ShyasminW · 05/02/2025 20:32

Please help I would be really grateful
I have a family court final hearing next week and my ex has put forward his position and wants 50/50 shared care and he wants our son to go into a nursery on his days during the week

i only work part time I do one night shift at the weekend when son is with his dad

I provide full time care all week for my son and son goes to dad for tea mid week after he finishes work

my worry is a judge will force me to take him to nursery half the week on dads time when I am available for him

the nursery he wants our son to go to is 30 minutes from my home approximately I know it’s in an area that’s at least this far from me, and I don’t drive so I would have to get a bus to take him to nursery on “dads days” I also don’t know the name of this nursery as he said it’s linked to his work and he gets discount but he hasn’t stated the name of the nursery to his solicitor (or they haven’t told me) so I won’t know this until we are in court (we do not have any communication me and dad so I can’t ask him)
do you think a judge would force my 18 month old son into nursery when I am available to care for him
can they force me to take him even though I am available to care for him

cafcass did not recommend 50/50 either

sorry this long post

OP posts:
everychildmatters · 08/02/2025 12:15

@OnceUponASausage We will agree to disagree. My personal opinion is one should work to earn money/show children what work ethic is, but I know that isn't what a lot of others believe.

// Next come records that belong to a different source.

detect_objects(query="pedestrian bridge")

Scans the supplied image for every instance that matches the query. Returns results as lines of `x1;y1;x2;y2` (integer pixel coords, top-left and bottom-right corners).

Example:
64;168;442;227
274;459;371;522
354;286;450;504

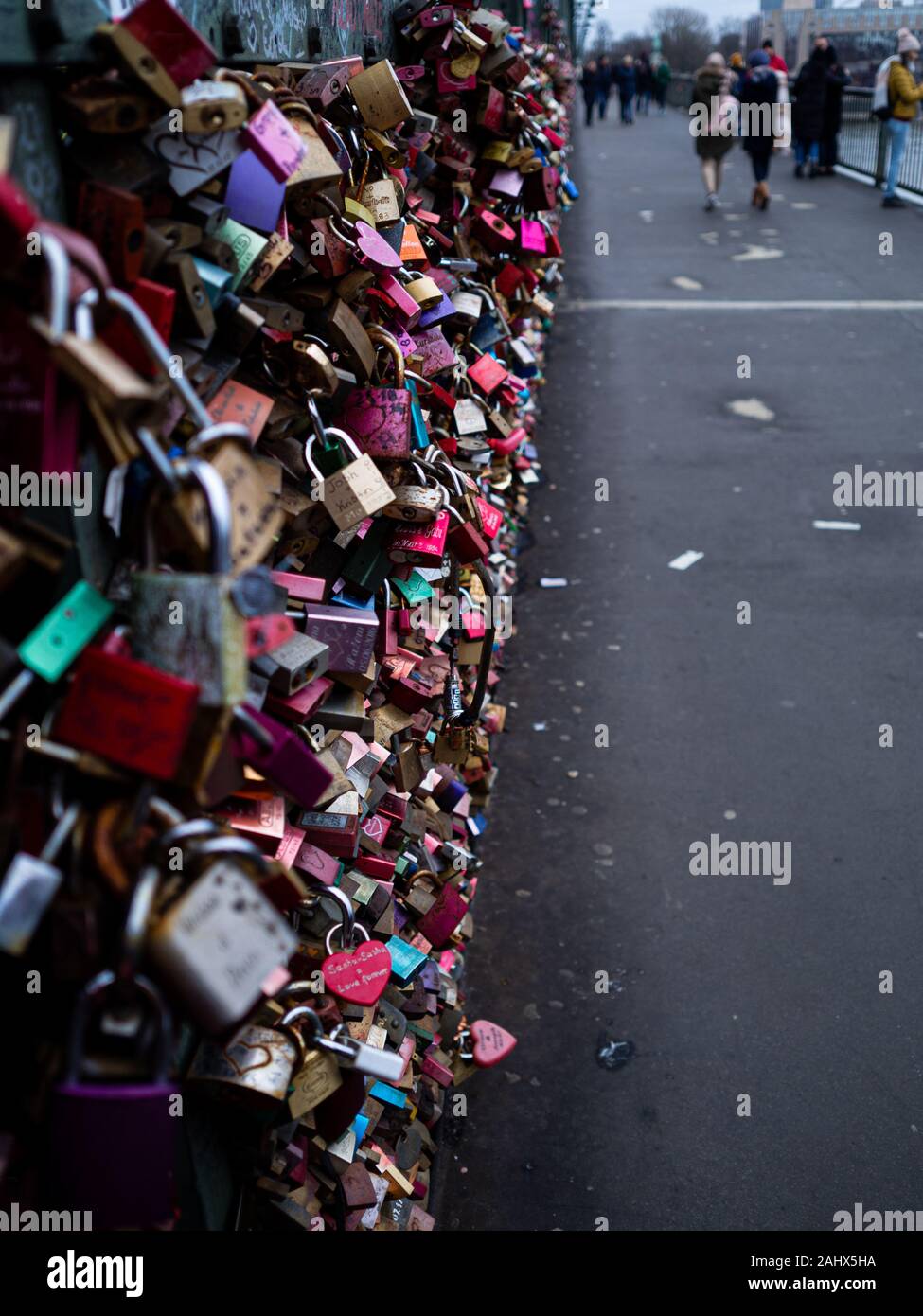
434;109;923;1231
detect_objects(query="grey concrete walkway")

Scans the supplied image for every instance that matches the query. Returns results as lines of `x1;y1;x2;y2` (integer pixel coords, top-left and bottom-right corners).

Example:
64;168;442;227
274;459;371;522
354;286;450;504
434;114;923;1231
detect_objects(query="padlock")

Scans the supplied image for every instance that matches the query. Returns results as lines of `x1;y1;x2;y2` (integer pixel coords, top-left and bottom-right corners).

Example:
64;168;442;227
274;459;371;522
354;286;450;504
0;804;80;955
186;1015;306;1111
232;704;333;809
48;969;178;1229
349;60;411;132
252;634;330;695
131;458;246;709
146;837;297;1036
338;329;414;461
55;648;199;780
304;426;394;530
97;0;217;107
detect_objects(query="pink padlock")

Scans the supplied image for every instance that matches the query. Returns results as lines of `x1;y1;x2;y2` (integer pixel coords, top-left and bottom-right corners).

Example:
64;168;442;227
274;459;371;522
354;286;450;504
488;169;525;200
519;217;548;256
388;509;449;567
338;385;414;462
375;270;422;329
242;100;307;183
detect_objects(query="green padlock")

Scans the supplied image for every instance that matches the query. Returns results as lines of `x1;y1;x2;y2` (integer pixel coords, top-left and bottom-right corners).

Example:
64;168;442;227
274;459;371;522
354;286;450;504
0;580;112;720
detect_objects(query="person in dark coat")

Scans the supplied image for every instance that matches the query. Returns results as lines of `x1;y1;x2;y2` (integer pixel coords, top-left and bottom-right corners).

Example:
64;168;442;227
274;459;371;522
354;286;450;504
596;55;615;118
615;55;637;124
821;44;852;173
580;60;599;128
791;37;828;178
693;50;734;210
737;50;778;210
634;50;654;115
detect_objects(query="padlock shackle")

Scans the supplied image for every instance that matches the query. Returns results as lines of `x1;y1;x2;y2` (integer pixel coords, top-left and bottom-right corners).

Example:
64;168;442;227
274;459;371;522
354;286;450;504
186;419;253;456
304;425;362;485
366;325;404;388
64;969;172;1083
117;863;161;982
34;233;71;341
145;456;232;575
80;287;213;429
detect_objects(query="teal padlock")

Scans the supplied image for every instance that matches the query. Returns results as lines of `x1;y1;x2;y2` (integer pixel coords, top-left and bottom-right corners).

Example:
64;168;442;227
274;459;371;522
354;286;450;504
0;580;114;720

Moglet4 · 08/02/2025 12:15

ShyasminW · 05/02/2025 21:02

thanks for replying but I think I would have to because dad doesn’t want set days he wants 2255 schedule so not the same set days weekly it would be different week days every other week. So my son would stay the night with me on my day and then he woukd wake up on dads day with me and I woukd have to take him to nursery I’m just wondering if a judge can force that especially if I am available to care for our son mid week

It is unreasonable for Dad to dictate that days will change. You need set days so you can also plan your work. I would suggest when you speak to the judge that you suggest Dad has set days which are consecutive and so do you.

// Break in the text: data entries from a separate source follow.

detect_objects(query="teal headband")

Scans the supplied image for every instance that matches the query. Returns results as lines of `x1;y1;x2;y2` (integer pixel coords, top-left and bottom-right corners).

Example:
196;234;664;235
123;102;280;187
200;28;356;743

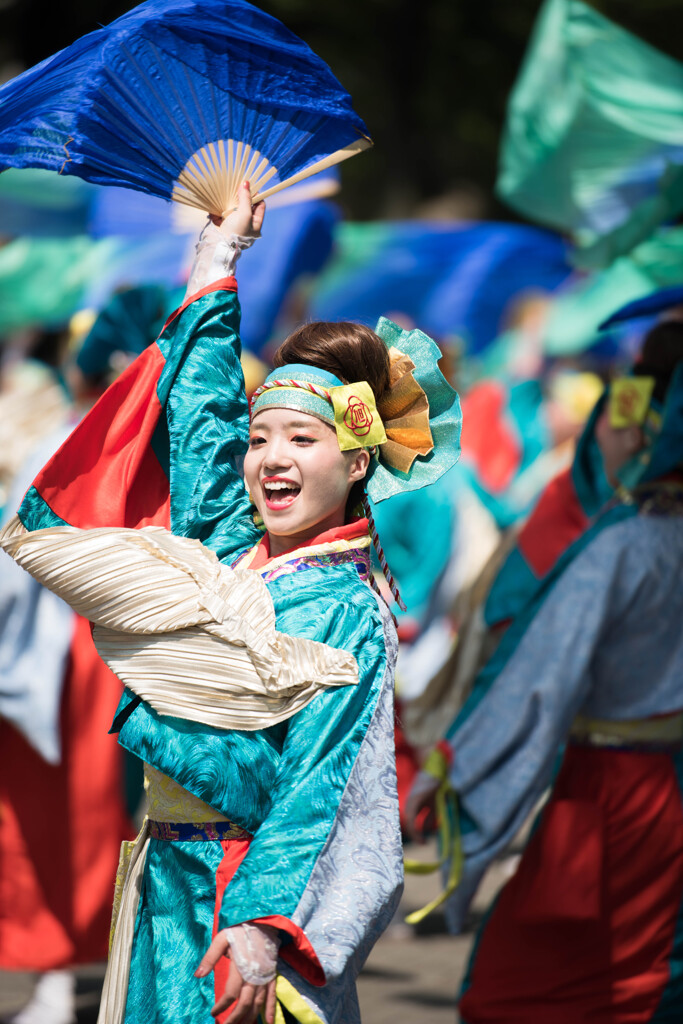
251;362;342;427
251;317;462;502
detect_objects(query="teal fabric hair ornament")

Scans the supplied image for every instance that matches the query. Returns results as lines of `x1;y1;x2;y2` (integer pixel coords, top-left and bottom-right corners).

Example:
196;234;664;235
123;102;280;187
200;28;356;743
251;317;462;502
366;316;463;502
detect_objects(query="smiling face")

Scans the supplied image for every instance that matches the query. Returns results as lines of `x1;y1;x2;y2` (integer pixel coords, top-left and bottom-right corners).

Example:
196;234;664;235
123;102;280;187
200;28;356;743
245;409;370;556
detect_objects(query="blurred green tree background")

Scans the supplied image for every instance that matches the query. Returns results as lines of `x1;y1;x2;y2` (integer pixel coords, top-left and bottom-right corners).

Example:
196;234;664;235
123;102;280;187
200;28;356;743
0;0;683;219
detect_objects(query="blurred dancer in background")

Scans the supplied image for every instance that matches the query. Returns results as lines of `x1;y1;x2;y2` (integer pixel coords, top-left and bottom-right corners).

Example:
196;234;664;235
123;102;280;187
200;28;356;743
411;323;683;1024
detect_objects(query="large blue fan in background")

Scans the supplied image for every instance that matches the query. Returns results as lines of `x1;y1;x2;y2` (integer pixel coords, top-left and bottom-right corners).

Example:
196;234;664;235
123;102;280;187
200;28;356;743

OnceUponASausage · 08/02/2025 12:22

everychildmatters · 08/02/2025 12:15

@OnceUponASausage We will agree to disagree. My personal opinion is one should work to earn money/show children what work ethic is, but I know that isn't what a lot of others believe.

OP does work, you just don’t think she works enough.

Some people may believe that OP is prioritising her child, while still sufficiently supporting herself.

A lot of people, myself included, believe that’s the most important thing you can do, especially if you don’t actually need to work.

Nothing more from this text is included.